For the first time, this analysis of the HIIT signaling network in human skeletal muscle has revealed the early time course of acute signaling events underlying muscle adaptive responses to work-matched HIIT versus MICT. Our global phosphoproteomic approach has revealed the rapid activation/deactivation of a complex network of common and exercise intensity-specific kinases, substrates, and pathways regulated by a single bout of HIIT versus work-matched MICT after just 5 min of exercise, which were highly correlated with the prevailing plasma lactate responses across each exercise bout.

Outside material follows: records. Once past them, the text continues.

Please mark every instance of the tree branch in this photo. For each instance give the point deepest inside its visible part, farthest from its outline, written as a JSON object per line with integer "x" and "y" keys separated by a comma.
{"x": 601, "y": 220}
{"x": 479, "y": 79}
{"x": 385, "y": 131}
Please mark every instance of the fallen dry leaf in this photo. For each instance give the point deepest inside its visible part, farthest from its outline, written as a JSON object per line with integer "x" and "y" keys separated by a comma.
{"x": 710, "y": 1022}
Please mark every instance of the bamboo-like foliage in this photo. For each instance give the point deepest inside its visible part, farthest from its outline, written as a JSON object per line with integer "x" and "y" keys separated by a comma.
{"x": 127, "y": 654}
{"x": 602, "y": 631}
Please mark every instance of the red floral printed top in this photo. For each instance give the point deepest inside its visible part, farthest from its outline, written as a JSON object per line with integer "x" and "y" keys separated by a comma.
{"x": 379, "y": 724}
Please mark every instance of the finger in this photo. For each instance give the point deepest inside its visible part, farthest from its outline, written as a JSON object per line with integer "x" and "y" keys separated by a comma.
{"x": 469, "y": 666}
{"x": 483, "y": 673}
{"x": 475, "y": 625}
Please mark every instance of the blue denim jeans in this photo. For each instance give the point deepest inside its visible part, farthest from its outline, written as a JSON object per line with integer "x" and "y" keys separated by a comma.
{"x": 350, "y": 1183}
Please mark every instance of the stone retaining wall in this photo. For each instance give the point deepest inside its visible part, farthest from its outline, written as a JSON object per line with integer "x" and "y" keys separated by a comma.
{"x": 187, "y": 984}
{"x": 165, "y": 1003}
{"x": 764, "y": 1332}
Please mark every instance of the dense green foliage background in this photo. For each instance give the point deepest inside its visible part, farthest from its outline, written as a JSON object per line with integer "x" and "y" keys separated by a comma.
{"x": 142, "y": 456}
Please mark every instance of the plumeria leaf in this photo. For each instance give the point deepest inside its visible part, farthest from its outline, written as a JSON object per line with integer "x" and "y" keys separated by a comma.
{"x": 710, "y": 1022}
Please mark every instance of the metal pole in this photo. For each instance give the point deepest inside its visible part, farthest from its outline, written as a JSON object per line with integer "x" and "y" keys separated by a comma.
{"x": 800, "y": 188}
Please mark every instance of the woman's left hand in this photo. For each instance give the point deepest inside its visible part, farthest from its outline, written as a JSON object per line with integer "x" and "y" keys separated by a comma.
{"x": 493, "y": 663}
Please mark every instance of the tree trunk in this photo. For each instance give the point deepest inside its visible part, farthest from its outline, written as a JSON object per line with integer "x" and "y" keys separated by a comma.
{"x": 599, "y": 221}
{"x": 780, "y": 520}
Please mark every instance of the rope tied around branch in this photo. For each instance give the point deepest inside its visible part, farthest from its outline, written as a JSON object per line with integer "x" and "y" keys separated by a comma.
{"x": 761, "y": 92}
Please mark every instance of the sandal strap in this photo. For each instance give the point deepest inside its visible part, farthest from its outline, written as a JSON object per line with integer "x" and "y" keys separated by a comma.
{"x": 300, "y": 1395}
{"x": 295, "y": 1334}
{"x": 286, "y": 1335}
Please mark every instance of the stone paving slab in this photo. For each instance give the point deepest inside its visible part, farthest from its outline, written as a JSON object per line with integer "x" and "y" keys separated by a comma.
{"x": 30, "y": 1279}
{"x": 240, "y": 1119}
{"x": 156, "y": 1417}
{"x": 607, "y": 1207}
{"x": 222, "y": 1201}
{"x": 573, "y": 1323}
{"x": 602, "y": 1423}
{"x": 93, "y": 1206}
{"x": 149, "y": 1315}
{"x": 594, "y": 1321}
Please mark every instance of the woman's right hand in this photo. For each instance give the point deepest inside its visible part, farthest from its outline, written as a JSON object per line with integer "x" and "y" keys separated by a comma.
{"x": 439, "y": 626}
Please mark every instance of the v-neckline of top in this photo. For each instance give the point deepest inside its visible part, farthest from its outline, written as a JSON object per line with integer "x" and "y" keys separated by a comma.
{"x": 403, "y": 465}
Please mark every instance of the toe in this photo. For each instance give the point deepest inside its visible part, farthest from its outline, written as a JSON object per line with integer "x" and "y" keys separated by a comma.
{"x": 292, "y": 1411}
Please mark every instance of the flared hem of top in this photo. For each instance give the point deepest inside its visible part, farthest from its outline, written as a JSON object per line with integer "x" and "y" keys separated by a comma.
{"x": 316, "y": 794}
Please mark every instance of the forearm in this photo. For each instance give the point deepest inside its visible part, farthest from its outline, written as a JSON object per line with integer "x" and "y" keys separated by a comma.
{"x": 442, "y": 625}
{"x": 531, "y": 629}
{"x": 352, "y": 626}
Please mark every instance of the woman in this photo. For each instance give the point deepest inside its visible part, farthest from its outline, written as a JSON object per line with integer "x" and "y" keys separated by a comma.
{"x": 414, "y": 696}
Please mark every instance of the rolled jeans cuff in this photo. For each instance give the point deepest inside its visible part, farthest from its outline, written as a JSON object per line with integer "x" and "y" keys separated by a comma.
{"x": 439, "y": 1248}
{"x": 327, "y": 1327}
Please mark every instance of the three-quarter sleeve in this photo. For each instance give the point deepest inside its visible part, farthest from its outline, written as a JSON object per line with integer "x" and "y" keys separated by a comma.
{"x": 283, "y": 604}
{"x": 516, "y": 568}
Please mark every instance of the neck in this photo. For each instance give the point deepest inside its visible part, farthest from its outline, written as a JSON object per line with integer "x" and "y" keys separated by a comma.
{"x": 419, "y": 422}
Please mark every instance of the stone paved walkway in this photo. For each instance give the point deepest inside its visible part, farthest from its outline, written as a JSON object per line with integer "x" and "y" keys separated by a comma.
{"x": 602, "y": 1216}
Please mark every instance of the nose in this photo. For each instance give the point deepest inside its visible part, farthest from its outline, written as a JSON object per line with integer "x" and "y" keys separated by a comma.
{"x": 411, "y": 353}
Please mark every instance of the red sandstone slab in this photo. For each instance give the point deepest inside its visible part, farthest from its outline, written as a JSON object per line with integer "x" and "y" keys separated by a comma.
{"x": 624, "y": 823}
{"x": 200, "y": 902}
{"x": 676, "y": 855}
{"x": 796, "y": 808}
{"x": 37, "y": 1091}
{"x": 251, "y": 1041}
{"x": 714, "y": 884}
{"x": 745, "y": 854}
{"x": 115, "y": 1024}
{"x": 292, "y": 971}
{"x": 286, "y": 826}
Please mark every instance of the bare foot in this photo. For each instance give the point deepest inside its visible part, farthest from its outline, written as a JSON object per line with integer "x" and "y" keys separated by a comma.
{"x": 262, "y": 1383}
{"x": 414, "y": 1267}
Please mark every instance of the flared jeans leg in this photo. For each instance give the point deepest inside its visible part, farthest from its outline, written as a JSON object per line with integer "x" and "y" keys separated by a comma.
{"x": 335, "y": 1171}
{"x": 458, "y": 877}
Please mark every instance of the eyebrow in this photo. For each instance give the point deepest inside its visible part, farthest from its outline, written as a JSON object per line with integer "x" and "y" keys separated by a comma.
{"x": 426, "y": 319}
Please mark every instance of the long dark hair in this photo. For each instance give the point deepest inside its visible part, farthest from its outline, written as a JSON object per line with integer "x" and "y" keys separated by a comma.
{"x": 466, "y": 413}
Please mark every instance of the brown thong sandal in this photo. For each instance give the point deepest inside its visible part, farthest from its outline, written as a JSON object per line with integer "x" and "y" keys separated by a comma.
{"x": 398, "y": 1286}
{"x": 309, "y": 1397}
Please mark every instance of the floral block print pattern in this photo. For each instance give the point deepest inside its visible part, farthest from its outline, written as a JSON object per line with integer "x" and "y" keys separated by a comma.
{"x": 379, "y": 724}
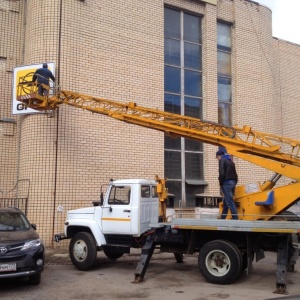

To the best of our knowledge, this is the first phosphoproteomic study of exercise signaling that has matched for workload and duration to assess divergent signaling responses between exercise intensities.

The matching of total workload and duration between exercise bouts is important and contrasts previous phosphoproteomic studies that have compared exercise signaling responses with divergent workloads of differing durations and modalities [17]. Such an approach permitted resolution of time-sensitive profiles of distinct signaling responses comparing the effects of a moderate-intensity continuous exercise challenge to a high-intensity interval-based exercise protocol within the same participants in a crossover study design, allowing sufficient recovery (i.e., > 10 days) to ensure no residual effects of the previous exercise bout. Standardized meal provision before each trial prescribed in accordance with each participant’s body composition, resting metabolic rate, and food diary records led to a highly reproducible resting “baseline” signaling signature for each participant (Fig. 2B, E), confirming a high level of control and reinforcing the importance of utilizing dietary standardization in addition to just overnight fasting to help control for potential differences in nutrient/energy availability between trials.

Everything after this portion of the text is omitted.